Avec cette nouvelle formation (1), les barrières semblent affranchies, le jazz se colore de nouveau de directions inédites. Du Free, Davis retient la liberté et choisit d'en faire l'étendard de compositions mélodiques où planent encore quelques architectures modales vite abandonnées au profit de concepts. La cohésion entre les membres est telle que lors des sessions d'enregistrement de cette période, le trompettiste demande à ses musiciens d'oublier un peu les structures harmoniques au profit d'un jeu se répondant sans cesse de l'un à l'autre d'autant plus que tous se bousculent alors au portillon pour livrer des compositions à « Monsieur Davis » ! (2)

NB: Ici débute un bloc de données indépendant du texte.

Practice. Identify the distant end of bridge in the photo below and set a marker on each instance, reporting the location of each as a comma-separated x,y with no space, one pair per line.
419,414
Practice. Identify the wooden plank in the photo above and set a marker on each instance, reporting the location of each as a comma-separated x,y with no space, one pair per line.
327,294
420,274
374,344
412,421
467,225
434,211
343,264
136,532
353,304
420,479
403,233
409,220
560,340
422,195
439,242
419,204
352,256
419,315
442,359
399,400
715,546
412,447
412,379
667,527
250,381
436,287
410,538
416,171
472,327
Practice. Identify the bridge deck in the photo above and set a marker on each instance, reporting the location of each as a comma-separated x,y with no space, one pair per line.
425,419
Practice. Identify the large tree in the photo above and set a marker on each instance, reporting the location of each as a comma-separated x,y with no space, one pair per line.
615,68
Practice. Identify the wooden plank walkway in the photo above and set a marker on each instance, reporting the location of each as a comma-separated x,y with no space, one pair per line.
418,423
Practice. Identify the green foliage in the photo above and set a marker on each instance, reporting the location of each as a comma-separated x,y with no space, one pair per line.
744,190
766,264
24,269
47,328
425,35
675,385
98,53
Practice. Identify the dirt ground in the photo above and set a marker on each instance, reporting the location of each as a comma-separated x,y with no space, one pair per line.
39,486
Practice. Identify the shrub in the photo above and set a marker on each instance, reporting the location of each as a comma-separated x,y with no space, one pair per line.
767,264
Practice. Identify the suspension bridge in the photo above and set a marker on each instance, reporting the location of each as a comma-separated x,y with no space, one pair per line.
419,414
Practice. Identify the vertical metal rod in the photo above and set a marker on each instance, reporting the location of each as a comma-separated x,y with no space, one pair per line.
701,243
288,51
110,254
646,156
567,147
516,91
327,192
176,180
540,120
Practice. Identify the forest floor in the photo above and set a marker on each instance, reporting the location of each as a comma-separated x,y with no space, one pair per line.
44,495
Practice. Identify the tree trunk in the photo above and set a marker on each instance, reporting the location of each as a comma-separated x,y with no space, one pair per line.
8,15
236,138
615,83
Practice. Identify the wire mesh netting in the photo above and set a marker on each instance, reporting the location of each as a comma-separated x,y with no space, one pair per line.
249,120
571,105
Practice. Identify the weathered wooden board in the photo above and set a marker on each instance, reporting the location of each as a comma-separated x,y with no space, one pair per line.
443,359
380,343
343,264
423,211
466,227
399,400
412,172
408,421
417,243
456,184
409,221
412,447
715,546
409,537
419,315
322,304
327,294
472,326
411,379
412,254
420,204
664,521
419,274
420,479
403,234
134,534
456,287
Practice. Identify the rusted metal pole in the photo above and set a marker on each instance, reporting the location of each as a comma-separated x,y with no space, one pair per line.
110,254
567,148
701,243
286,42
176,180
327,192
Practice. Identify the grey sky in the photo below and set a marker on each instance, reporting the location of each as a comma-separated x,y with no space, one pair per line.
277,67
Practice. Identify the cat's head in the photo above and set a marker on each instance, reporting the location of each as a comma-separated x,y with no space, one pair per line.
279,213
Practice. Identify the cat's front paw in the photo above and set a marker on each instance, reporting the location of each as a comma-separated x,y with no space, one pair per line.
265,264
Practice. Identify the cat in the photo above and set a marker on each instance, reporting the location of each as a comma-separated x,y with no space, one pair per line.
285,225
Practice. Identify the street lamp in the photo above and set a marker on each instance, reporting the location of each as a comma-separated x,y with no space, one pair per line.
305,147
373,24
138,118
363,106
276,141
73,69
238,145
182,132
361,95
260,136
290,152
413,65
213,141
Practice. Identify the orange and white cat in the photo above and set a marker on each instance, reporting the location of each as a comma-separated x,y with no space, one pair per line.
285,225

Et s'il ne dirige pas encore ses musiciens « à la baguette » (3) sur ce freebop riche et innovant, c'est qu'il n'a pas besoin de le faire vu que la machinerie s'engage d'elle-même dans des territoires à défricher tout naturellement. Autour de Davis (« l'inspiration, la sagesse et le liant de cet orchestre ») s'articule Tony Williams à la batterie (« Tony en était le feu, l'étincelle créatrice »), Wayne Shorter au saxophone (« l'homme des idées, celui qui conceptualisait une très grande partie de nos idées musicales »), Ron Carter à la contrebasse et Herbie Hancock au piano (« Ron et Herbie étaient nos points d'ancrage ») (4).


Et avec ces jeunes surdoués de la musique, Miles Davis se met en danger, hors de sa zone de confort.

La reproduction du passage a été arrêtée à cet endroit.